Imprisonment has always been a technical project. The transition from public executions was a technical mutation. The replacement of chain-gangs by the police-carriage was symbolic of this. The chain-gang was a public spectacle, a traveling fair of crime linked to the tradition of public execution. A kind of mobile panopticon replaced the chain-gang. The panoptic carriage did not last long, but it shows the way in which penal detention centered on reform replaced public execution.

Prison is strangely denounced as a great failure of penal justice. Prisons do not follow a chronology of establishment—a recognition of failure and then reform. In fact the critique of prisons appeared early. It took various forms: one) Prisons do not diminish the crime rate; two) Detention causes recidivism three) Prison produces delinquents by its constraints and very environment; four) Prison encourages delinquents to associate and plot future crimes; five) Prison conditions and condemns freed inmates to future recidivism and later surveillance; six) Prisons produce delinquency by making the prisoner's family destitute.

Critics always argued that prison is not corrective enough, or that, in correcting, it loses its power of punishment. The answer is always the reactivation of penitentiary techniques. The recent (1972–4) prison riots in France have been blamed on the failure of the 1945 reforms. In fact, the key features of these reforms were unchanged for 150 years. They have seven universal maxims: one) detention must transform the individual's behavior; two) convicts must be isolated and distributed according to offense, age and stage of transformation; three) penalties should be tailored to the individual; four) work is an essential part of the transformation and socialization of convicts; five) the education of prisoners is necessary for them, and for society; six) the prison regime must be partly supervised by specialized staff; seven) imprisonment must be followed by supervision and assistance until the prisoner is rehabilitated.

The same fundamental principles are repeated age after age. We should not think of the prison, its failure and reform as three stages, but rather as a system imposed on the juridical deprivation of liberty. The system comprises the discipline of prison, increasing objectivity, the reintroduction of criminality and the repetition of reform. This is the carceral system. Failure is an essential part of the prison. The prison has survived for so long because the carceral system is deep-rooted and fulfills particular functions.

If prison is intended to reduce offenses, then it fails as an institution of repression. Perhaps we should ask what function failure serves. We should see the prison as distinguishing offenses rather than eliminating them. It provides illegalities with a certain economy. The general schema of late eighteenth century reform is related to a struggle against illegalities. The whole equilibrium of illegalities was disturbed. At the turn of the nineteenth century, the danger of new popular illegalities arose. This was divided into three processes: one) the development of a political dimension to popular illegality; two) the development of peasant illegality against a new regime of landed property; and three) criminality became more specialized. Diverse illegal practices came together to form a new threat.

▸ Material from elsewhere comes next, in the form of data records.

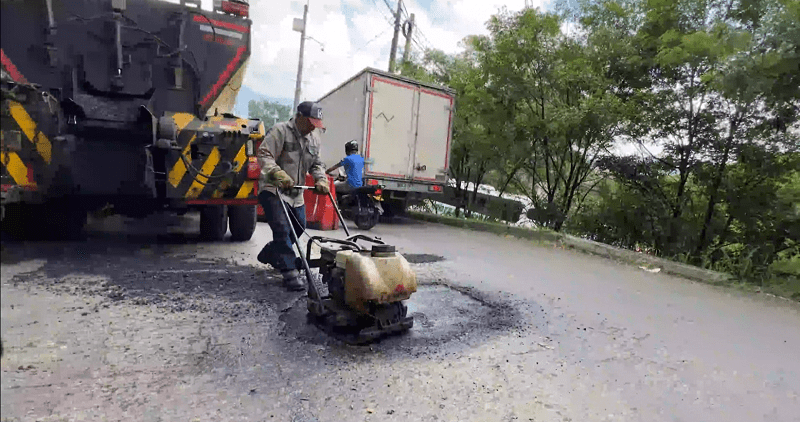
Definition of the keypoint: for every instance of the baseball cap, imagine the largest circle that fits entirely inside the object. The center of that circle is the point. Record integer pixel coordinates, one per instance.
(310, 110)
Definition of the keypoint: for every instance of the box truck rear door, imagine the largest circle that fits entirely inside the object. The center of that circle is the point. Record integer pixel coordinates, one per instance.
(431, 153)
(391, 128)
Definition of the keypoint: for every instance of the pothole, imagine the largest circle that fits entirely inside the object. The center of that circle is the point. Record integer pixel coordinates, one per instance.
(422, 258)
(442, 314)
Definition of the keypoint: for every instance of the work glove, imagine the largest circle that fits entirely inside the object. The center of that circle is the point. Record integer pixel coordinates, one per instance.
(282, 180)
(321, 187)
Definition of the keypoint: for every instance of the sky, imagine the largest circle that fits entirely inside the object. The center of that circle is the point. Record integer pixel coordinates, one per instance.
(354, 34)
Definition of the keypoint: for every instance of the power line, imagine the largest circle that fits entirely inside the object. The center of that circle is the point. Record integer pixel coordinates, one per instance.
(371, 40)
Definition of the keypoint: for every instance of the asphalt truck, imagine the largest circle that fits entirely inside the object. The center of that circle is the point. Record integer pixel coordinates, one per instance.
(403, 127)
(125, 105)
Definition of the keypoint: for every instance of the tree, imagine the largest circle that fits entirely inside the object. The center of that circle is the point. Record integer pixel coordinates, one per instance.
(269, 112)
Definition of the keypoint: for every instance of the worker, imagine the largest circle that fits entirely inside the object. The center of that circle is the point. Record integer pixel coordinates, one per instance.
(289, 150)
(354, 167)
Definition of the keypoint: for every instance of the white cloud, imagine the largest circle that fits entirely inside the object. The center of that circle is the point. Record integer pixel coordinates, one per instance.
(355, 33)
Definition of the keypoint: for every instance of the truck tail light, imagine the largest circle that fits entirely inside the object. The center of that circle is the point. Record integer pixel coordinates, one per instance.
(236, 8)
(253, 169)
(249, 151)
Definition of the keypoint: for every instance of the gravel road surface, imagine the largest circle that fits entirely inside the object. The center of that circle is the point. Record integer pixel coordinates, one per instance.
(137, 325)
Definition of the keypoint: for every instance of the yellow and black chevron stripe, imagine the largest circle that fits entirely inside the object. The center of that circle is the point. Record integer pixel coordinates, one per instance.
(25, 149)
(217, 147)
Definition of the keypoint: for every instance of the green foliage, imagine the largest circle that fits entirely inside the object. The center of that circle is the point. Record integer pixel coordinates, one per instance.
(268, 111)
(715, 84)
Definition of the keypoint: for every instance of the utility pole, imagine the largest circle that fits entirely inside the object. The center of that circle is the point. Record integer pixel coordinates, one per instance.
(408, 34)
(300, 26)
(393, 54)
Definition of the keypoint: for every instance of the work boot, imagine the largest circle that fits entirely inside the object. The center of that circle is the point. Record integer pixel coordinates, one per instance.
(292, 280)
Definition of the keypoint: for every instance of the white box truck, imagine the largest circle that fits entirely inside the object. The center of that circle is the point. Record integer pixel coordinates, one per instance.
(403, 128)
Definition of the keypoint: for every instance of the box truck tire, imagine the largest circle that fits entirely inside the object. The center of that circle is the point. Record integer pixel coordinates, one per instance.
(213, 222)
(242, 222)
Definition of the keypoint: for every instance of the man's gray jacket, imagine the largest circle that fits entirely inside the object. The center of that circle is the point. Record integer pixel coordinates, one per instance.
(283, 148)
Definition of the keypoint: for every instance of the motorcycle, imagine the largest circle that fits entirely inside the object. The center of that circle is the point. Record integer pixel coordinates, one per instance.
(362, 205)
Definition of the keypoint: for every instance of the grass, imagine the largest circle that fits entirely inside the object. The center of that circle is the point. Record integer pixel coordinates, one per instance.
(784, 286)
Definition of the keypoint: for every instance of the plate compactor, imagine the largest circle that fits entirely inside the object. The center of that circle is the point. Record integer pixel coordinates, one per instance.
(359, 292)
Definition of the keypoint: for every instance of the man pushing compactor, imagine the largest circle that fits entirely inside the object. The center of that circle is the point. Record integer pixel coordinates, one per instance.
(288, 152)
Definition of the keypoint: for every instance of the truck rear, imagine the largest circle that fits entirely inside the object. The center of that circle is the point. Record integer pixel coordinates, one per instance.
(126, 103)
(403, 128)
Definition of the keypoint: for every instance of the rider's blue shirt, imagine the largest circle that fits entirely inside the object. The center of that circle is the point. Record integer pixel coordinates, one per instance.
(354, 167)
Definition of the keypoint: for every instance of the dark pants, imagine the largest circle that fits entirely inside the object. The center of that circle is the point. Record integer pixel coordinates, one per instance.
(279, 252)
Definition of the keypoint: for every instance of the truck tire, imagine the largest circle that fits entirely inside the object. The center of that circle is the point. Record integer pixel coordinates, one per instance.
(242, 222)
(65, 221)
(392, 208)
(213, 222)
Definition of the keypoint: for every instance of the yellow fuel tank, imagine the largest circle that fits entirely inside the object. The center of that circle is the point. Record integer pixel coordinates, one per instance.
(379, 276)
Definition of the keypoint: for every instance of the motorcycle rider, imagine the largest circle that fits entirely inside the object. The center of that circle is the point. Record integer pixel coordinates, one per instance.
(353, 164)
(289, 150)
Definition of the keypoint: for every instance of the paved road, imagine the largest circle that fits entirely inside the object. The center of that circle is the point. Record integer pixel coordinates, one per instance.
(134, 329)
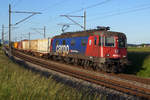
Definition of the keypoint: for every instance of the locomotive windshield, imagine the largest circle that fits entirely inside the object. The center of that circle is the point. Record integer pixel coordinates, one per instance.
(121, 42)
(109, 41)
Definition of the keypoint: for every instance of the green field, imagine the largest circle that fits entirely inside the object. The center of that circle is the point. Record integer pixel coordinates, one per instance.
(140, 62)
(16, 83)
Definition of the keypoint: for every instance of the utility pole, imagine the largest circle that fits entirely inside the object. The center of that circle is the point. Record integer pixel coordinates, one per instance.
(2, 34)
(84, 20)
(44, 31)
(9, 30)
(70, 18)
(29, 40)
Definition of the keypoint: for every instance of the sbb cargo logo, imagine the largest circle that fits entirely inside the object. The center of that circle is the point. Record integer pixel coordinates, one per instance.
(64, 49)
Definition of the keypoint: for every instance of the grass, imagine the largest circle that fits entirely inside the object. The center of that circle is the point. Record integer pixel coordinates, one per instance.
(140, 62)
(16, 83)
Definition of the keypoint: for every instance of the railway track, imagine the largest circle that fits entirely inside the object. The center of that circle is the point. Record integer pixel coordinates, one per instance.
(118, 85)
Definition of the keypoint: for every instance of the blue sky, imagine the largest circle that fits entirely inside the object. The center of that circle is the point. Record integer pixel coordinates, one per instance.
(128, 16)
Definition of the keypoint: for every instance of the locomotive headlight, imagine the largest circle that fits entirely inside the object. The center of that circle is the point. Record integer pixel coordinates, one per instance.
(107, 55)
(124, 56)
(116, 51)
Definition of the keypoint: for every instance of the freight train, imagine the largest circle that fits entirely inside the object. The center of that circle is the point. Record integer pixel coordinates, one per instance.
(97, 49)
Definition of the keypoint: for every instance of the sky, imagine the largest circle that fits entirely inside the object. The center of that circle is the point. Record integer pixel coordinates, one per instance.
(128, 16)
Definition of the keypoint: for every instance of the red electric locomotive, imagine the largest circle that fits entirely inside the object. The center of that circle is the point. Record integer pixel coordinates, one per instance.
(99, 49)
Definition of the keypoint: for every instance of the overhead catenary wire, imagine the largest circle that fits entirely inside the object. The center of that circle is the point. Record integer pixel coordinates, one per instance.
(90, 6)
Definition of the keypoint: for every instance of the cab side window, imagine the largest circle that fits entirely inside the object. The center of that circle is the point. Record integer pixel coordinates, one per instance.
(64, 42)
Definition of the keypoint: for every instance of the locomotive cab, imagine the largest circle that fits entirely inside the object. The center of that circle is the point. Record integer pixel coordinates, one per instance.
(107, 45)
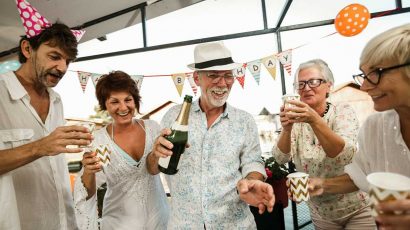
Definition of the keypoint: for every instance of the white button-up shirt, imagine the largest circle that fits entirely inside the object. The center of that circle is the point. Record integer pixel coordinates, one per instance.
(42, 187)
(203, 192)
(381, 149)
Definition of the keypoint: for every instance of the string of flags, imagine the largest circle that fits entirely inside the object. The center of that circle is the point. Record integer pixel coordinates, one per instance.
(254, 67)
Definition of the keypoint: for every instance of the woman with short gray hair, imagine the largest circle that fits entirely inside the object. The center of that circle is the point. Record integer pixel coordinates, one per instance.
(320, 137)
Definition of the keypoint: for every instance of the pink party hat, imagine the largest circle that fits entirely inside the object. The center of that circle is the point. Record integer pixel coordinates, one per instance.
(34, 23)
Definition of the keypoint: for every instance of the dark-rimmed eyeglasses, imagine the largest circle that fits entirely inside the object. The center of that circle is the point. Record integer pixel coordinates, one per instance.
(312, 83)
(215, 77)
(375, 75)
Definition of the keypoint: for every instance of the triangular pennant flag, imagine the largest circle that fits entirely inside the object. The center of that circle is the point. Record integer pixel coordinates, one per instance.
(192, 83)
(83, 78)
(33, 22)
(138, 79)
(179, 79)
(95, 77)
(285, 59)
(239, 74)
(270, 65)
(78, 34)
(255, 68)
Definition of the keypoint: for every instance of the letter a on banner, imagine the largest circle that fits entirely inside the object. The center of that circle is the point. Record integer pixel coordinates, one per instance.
(95, 77)
(192, 82)
(179, 79)
(270, 65)
(255, 68)
(239, 74)
(83, 78)
(138, 80)
(285, 59)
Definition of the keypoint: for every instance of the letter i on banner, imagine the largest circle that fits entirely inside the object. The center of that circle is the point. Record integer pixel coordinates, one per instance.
(179, 79)
(138, 80)
(255, 68)
(285, 59)
(270, 65)
(83, 78)
(239, 74)
(192, 82)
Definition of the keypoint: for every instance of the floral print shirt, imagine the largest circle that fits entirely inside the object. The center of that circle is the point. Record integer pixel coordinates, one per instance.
(203, 192)
(309, 157)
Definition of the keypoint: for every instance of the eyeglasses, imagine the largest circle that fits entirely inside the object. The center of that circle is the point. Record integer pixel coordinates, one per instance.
(313, 83)
(215, 78)
(375, 75)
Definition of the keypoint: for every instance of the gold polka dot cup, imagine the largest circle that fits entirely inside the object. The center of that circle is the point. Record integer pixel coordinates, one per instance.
(288, 97)
(298, 186)
(385, 187)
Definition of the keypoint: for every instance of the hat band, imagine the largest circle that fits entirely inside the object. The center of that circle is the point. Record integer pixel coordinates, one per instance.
(216, 62)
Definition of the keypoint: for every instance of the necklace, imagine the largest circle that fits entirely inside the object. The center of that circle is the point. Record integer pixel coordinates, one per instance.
(327, 109)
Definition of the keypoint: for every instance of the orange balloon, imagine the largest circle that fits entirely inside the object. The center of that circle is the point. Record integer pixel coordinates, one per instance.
(352, 20)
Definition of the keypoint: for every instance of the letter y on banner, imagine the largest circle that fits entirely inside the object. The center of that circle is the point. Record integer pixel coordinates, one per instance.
(179, 79)
(255, 68)
(285, 59)
(239, 74)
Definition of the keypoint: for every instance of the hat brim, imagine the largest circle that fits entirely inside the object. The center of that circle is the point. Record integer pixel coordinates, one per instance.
(230, 66)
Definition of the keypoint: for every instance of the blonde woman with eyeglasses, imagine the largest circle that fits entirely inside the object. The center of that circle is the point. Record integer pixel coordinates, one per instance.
(384, 138)
(320, 138)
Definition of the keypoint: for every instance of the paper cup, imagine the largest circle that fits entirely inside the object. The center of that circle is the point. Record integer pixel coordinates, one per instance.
(385, 187)
(289, 97)
(91, 127)
(298, 186)
(104, 154)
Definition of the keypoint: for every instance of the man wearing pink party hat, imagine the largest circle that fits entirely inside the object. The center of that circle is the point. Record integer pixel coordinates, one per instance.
(34, 181)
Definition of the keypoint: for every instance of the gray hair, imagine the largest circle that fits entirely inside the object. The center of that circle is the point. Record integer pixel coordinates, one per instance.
(391, 46)
(318, 64)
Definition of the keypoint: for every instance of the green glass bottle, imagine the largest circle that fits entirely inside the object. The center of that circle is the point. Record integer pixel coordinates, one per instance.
(179, 138)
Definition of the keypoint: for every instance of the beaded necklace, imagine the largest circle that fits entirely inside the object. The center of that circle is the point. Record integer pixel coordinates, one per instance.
(327, 109)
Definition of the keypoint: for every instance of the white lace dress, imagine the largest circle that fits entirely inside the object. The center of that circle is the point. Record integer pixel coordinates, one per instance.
(134, 199)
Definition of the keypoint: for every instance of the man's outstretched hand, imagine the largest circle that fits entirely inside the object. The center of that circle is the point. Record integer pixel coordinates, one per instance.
(256, 193)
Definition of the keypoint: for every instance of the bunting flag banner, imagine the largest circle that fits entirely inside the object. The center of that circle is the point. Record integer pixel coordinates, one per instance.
(255, 68)
(83, 78)
(138, 80)
(78, 34)
(179, 79)
(239, 74)
(270, 65)
(192, 82)
(285, 59)
(95, 77)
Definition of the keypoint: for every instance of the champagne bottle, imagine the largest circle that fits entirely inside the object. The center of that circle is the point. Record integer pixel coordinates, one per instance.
(179, 138)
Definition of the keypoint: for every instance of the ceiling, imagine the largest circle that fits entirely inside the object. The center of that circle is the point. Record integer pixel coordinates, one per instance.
(77, 13)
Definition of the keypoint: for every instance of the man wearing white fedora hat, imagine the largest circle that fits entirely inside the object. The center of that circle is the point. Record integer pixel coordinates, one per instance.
(222, 170)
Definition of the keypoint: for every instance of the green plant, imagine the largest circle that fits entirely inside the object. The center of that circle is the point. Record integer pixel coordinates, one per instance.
(275, 170)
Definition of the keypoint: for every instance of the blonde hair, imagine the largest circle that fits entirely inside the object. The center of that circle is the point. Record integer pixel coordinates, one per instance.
(391, 46)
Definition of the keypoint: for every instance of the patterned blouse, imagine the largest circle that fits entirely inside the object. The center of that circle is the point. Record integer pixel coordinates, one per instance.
(309, 157)
(203, 192)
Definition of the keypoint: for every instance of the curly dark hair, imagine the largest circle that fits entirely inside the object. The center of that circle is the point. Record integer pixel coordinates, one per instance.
(116, 81)
(57, 35)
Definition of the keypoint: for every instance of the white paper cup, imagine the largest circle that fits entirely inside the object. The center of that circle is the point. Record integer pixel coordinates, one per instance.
(298, 186)
(385, 187)
(104, 154)
(289, 97)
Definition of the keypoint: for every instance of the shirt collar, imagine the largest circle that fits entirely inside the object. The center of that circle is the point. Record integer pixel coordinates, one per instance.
(227, 110)
(17, 90)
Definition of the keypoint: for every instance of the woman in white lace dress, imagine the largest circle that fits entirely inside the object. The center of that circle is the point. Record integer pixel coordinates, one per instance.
(134, 198)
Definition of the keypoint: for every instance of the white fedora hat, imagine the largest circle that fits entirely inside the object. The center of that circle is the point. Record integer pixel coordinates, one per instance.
(213, 56)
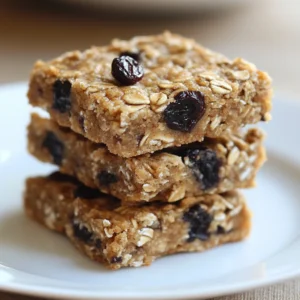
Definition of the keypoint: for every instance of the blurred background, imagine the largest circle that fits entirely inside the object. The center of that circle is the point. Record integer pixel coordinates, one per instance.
(266, 32)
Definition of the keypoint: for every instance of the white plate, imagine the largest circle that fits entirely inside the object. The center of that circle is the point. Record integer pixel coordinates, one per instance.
(38, 262)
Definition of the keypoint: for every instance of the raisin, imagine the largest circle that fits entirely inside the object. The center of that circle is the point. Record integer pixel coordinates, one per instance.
(199, 221)
(205, 165)
(54, 146)
(98, 243)
(81, 123)
(85, 192)
(135, 55)
(220, 229)
(116, 259)
(61, 98)
(106, 178)
(57, 176)
(82, 233)
(184, 113)
(126, 70)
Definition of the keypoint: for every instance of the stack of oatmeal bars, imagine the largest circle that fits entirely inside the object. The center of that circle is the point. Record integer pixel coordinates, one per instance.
(147, 137)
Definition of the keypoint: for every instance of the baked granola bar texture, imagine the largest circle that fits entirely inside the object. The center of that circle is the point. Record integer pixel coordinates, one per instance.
(120, 236)
(174, 92)
(212, 166)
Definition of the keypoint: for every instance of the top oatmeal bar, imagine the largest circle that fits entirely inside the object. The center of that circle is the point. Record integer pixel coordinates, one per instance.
(150, 92)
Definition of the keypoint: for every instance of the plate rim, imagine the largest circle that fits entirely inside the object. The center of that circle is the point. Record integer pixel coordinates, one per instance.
(42, 290)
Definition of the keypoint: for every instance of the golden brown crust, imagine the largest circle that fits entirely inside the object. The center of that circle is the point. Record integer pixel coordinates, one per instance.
(129, 120)
(121, 236)
(159, 176)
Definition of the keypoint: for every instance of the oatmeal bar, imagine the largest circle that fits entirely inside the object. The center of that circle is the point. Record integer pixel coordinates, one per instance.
(150, 93)
(212, 166)
(120, 236)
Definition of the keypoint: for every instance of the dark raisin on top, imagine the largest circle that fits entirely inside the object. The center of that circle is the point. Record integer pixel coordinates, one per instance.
(205, 165)
(85, 192)
(98, 243)
(220, 229)
(135, 55)
(184, 113)
(126, 70)
(106, 178)
(82, 233)
(116, 259)
(199, 221)
(54, 146)
(62, 96)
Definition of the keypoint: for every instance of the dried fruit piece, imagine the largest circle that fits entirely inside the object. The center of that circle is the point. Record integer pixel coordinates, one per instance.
(199, 221)
(184, 113)
(82, 233)
(54, 146)
(106, 178)
(135, 55)
(61, 96)
(205, 165)
(126, 70)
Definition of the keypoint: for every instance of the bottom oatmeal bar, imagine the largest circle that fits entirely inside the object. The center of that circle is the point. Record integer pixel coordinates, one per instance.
(122, 236)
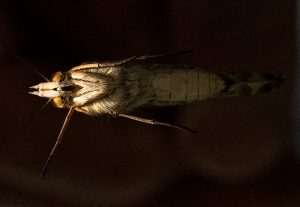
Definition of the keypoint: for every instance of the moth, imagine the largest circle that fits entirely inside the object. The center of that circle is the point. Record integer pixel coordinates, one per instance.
(118, 87)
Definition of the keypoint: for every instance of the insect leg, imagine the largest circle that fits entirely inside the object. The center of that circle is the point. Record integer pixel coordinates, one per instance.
(58, 140)
(153, 122)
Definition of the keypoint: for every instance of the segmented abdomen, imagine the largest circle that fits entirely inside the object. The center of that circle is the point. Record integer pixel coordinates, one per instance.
(179, 84)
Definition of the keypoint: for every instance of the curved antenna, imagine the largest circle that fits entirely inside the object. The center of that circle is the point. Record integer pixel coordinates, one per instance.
(58, 140)
(153, 122)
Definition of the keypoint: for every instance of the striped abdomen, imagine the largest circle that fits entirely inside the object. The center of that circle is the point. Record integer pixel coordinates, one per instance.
(179, 84)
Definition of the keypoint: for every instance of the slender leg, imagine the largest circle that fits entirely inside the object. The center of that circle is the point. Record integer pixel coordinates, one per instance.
(58, 140)
(151, 121)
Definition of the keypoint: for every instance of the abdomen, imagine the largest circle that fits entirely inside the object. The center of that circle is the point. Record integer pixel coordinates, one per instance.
(179, 84)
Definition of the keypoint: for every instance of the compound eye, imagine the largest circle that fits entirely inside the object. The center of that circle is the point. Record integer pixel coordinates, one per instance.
(59, 102)
(58, 76)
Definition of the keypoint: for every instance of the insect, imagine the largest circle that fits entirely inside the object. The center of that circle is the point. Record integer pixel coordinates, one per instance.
(118, 87)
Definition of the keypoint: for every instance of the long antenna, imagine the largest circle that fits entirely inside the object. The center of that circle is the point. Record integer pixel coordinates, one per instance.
(58, 140)
(153, 122)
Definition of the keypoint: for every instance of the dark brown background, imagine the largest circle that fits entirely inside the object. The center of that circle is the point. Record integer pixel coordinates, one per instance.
(244, 153)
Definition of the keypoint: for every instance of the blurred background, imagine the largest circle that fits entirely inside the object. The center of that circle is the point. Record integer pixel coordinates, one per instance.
(246, 150)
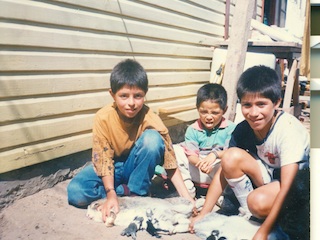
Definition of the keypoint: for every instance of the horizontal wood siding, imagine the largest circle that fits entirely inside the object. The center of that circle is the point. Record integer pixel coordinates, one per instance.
(56, 58)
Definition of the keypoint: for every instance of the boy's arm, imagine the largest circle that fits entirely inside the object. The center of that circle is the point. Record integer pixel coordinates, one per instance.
(176, 178)
(288, 174)
(215, 190)
(111, 202)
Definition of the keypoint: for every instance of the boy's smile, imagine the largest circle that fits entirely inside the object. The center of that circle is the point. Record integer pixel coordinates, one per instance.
(259, 112)
(210, 114)
(129, 100)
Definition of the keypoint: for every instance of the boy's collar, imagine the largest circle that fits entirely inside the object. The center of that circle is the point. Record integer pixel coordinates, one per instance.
(198, 124)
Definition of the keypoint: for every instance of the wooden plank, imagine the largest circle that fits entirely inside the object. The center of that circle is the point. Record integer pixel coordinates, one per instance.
(30, 36)
(39, 12)
(155, 106)
(41, 130)
(177, 108)
(28, 155)
(236, 52)
(33, 108)
(171, 92)
(214, 5)
(179, 118)
(186, 8)
(23, 109)
(38, 61)
(291, 81)
(53, 84)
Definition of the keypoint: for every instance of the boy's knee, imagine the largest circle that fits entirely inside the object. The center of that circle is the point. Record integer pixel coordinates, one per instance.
(230, 158)
(74, 195)
(152, 139)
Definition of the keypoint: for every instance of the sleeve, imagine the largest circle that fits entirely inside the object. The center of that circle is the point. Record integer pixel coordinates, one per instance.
(102, 153)
(191, 145)
(293, 143)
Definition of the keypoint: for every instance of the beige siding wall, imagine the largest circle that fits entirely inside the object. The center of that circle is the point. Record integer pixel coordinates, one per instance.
(56, 58)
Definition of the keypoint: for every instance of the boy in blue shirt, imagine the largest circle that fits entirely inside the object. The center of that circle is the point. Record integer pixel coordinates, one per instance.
(199, 155)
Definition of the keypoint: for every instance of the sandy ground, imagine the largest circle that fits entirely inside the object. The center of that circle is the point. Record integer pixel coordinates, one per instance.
(47, 215)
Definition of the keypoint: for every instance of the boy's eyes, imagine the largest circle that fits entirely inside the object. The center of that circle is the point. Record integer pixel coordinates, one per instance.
(259, 104)
(207, 113)
(136, 96)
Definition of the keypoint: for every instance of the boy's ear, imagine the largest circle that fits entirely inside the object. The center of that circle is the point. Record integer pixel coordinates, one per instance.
(277, 104)
(225, 110)
(111, 93)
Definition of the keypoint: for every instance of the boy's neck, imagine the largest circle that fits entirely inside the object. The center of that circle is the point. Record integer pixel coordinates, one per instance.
(262, 134)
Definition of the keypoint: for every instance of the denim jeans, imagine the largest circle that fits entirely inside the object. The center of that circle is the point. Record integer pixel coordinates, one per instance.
(136, 172)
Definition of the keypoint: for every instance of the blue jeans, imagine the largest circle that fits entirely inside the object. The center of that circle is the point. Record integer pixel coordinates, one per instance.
(136, 172)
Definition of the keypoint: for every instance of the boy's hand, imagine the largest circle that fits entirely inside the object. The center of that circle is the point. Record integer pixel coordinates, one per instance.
(111, 204)
(193, 220)
(206, 164)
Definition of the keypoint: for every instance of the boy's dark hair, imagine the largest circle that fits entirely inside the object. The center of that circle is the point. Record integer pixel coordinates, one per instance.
(128, 72)
(213, 92)
(260, 80)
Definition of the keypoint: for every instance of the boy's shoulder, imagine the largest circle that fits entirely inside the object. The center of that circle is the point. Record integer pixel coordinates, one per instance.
(106, 110)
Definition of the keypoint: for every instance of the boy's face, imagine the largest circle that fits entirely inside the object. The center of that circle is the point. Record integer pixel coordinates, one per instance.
(129, 100)
(210, 114)
(258, 111)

Popular illegalities had three means of diffusion: one) their insertion into the general political outlook; two) the articulation of social struggles; three) the communication between different forms and levels of offenses. Although this was not fully developed, it bred fear of a criminal underclass among the administrators of society. This led to a certain polarization or class asymmetry, as the criminal class became identified with the lower orders.